80–89 ↗(On Diff #335889)

That is a good point, we will not require running HIP tests on all-green clang binaries either. At least those will be caught by other clang specific testers, and be redundant here. I'm interested in getting this up to catch those issues soon.

107–111 ↗(On Diff #335889)

It would be nice to also run our bots on the cloud. For now, we have a single vega20, although building for various targets to catch build issues. Does the Google Cloud have an options to test on AMD GPUs?

tra added inline comments.Apr 20 2021, 9:49 AM
buildbot/amd/hip-build.sh
107–111 ↗(On Diff #335889)

Unfortunately, no, AMD GPUs are not available on GCE.

Using a single-GPU VM as the standard bot setup should work on multi-GPU machines, too.

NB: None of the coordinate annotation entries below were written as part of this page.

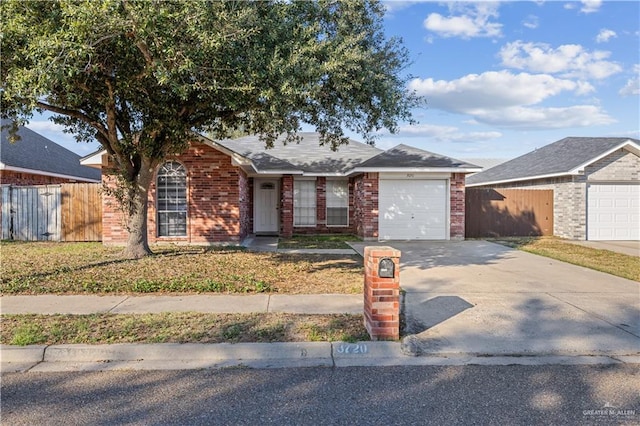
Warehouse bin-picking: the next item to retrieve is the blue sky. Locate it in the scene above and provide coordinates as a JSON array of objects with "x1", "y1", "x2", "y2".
[{"x1": 29, "y1": 1, "x2": 640, "y2": 158}]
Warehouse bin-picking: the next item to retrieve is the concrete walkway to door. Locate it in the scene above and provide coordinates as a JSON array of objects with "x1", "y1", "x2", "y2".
[{"x1": 353, "y1": 241, "x2": 640, "y2": 362}]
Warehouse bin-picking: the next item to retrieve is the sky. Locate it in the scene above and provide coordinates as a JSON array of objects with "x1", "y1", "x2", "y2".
[{"x1": 22, "y1": 0, "x2": 640, "y2": 159}]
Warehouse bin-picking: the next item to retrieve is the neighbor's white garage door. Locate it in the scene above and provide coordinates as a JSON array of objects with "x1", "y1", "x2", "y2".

Just start one container per GPU, same as you'd do if/when AMD GPUs are available in the cloud.

ashi1 updated this revision to Diff 339640.Apr 22 2021, 8:10 AM
ashi1 marked 3 inline comments as done.

Moving this script to annotated/ directory. The AnnotatedBuilder.py now support running bash scripts.

Also, keeping this as a local uncommitted script during bring-up/staging.

tra accepted this revision.Apr 22 2021, 9:54 AM

General style nit: the script has very inconsistent quoting for the variables. They are quoted in some places but not others.

LGTM otherwise.

This revision is now accepted and ready to land.Apr 22 2021, 9:54 AM
zorg/buildbot/builders/annotated/hip-build.sh
66

Including -DLLVM_ENABLE_RUNTIMES="openmp" in this list should suffice to produce a toolchain that can run openmp offloading tests as well as the hip ones

tra added inline comments.Apr 22 2021, 1:14 PM
zorg/buildbot/builders/annotated/hip-build.sh
66

This should be easy to do. Let me know when you have some OMP tests in the test-suite you'd like to run on NVIDIA GPUs and I'll try adding them to my CUDA bots.

ashi1 added a comment.Apr 29 2021, 2:19 PM

@tra have you seen this exception in your CUDA buildbots before?
https://lab.llvm.org/staging/#/builders/152/builds/3

tra added a comment.Apr 29 2021, 3:20 PM

@tra have you seen this exception in your CUDA buildbots before?
https://lab.llvm.org/staging/#/builders/152/builds/3

Sorry, I haven't seen it before and Can't tell what exactly is the bot unhappy about.
It says unsupported operand type(s) for %: 'WithProperties' , but it's not clear why.

@tra have you seen this exception in your CUDA buildbots before?
https://lab.llvm.org/staging/#/builders/152/builds/3

Sorry, I haven't seen it before and Can't tell what exactly is the bot unhappy about.
It says unsupported operand type(s) for %: 'WithProperties' , but it's not clear why.

Looks like it was unrelated to the script, it was a bug fixed in D101575. Now the simple HIP buildbot is operating in staging/silent mode. Thanks for all the reviews.